The National Football Museum for England opened in the city of Preston in February 2001 to outstanding media and public acclaim. The £15 million Museum had been made possible by a £9.3 million grant from the Heritage Lottery Fund (now the National Lottery Heritage Fund). The Museum  housed in the oldest football league ground in the world, where Preston North End had played football since 1878, attracted over 100,000 visitors a year – pretty good  in a city of just 120,00 people.

Yet we always wanted to take the Museum’s collections to an even greater audience. Even before the Museum opened, we started to loan objects to displays and to create exhibitions elsewhere in the UK and around the world. This successfully continued during my 20 years as CEO, in over 30 countries. We also first attracted interest from Wembley Stadium about the possibility of a second site of the Museum in 1998, even before we opened in Preston.

The new National Football Museum in Manchester, 2012

In 2010 we secured a £28.5 million deal to create a new National Football Museum in Manchester. Manchester City Council had the vision to underwrite £8.5 million in capital to convert the Urbis building into the National Football Museum, and to provide to the Museum the £2 million of revenue funding that was already given to the Urbis building.

The new National Football Museum opened to great acclaim from the media, football, and above all, the public, in July 2012. The visitor projection was for 350,000 p.a. The Museum soon attracted over 500,000 visitors a year. 

The National Football Museum, Manchester

The world’s leading football museum

In Manchester the National Football Museum went from success to success. The Museum was invited to join the UK’s Association of Leading Visitor Attractions (ALVA) in 2014, becoming the 58th member – and was the UK’s highest rated attraction by visitors in the 2014 ALVA survey! In 2015 we welcomed President Xi Jinping of China, which led to an important cultural exchange through football. In 2016 we were delighted to host a visit by HRH Prince William and the Duchess of Cambridge. One of my proudest achievements was that, thanks to funding from the Heritage Lottery Fund in 2015, we were able to secure the greatest collection in the world on the history of women’s football, the ‘Chris Unger History of Women’s Football Collection’. This was just before Chris Unger very sadly passed away. His wonderful collection is part of his legacy to us all.
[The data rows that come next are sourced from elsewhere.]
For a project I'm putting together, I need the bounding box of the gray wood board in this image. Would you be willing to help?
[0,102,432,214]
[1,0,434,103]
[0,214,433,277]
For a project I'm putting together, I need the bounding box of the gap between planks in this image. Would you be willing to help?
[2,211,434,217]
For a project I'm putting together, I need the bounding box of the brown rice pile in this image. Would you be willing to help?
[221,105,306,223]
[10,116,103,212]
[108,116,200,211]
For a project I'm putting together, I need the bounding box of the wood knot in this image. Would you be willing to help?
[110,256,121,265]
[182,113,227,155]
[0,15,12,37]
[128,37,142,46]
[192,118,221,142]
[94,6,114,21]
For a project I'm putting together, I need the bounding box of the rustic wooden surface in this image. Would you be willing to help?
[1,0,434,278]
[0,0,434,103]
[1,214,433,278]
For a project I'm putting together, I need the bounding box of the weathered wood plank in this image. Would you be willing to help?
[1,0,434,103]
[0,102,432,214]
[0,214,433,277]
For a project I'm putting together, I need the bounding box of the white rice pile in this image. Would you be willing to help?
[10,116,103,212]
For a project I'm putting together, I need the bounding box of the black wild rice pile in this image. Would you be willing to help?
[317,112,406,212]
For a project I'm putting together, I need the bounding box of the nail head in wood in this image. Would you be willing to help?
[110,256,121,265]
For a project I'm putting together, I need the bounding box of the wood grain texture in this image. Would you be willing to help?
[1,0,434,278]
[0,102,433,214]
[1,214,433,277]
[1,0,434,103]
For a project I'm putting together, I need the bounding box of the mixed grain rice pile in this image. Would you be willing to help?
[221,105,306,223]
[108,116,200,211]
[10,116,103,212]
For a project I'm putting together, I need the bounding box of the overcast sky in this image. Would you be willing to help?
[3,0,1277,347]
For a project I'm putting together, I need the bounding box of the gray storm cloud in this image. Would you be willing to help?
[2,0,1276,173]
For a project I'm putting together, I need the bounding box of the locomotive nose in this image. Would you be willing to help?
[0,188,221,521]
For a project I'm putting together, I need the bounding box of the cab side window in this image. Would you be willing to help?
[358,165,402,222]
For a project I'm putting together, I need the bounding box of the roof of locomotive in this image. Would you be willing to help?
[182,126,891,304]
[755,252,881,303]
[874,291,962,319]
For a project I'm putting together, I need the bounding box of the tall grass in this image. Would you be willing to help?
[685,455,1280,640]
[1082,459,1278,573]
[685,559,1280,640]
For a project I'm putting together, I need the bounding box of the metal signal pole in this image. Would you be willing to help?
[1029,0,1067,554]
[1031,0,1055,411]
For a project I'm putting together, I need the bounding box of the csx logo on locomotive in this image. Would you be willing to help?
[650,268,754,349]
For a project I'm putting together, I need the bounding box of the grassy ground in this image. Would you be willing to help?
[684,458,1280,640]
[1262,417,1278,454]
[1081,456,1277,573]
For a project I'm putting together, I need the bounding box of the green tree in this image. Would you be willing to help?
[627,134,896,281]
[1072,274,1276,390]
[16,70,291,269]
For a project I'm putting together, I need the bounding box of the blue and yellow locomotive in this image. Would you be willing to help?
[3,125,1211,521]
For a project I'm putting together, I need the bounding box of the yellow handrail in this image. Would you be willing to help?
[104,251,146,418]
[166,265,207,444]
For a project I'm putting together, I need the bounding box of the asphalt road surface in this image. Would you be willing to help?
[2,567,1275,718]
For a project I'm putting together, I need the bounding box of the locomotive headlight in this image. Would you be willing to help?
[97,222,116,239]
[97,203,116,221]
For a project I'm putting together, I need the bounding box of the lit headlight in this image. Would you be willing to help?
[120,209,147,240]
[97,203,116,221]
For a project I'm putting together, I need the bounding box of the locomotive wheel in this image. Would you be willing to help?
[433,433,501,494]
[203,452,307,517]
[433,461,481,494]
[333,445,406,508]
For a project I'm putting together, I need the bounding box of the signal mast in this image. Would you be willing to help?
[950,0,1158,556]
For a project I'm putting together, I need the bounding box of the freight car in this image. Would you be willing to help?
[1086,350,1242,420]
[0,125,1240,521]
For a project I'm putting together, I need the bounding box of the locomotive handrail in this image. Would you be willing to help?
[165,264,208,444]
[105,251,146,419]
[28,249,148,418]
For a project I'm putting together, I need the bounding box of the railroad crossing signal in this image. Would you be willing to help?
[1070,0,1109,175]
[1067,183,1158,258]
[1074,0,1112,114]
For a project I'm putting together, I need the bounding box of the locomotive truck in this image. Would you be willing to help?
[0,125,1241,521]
Sharing my 20 years of expertise

I left the National Football Museum in 2017 for new challenges, but remain very much involved in football history, sports history, sports museums and the museum and attractions sector more widely. I am now sharing all that I learned in my 20 years as the leader of the National Football Museum for England to museums and attractions all around the world[i].

Doctor Kevin Moore

[i] This includes in academic publications. In 2008 I published an academic paper on the development of the Museum to 2008 :‘Sports Heritage and the re-imaged city: The National Football Museum, Preston’, International Journal of Cultural Policy, Vol. 14, No. 4, November 2008: 445-461. I will be updating this to 2017 in a forthcoming paper in the academic journal Soccer and Society. My latest book, Sport and Museums: Curious Connections? will be published shortly. My latest book is What You Think You Know About Football is Wrong: The Global Game’s Greatest Myths and Untruths, published by Bloomsbury, London, UK, 2019.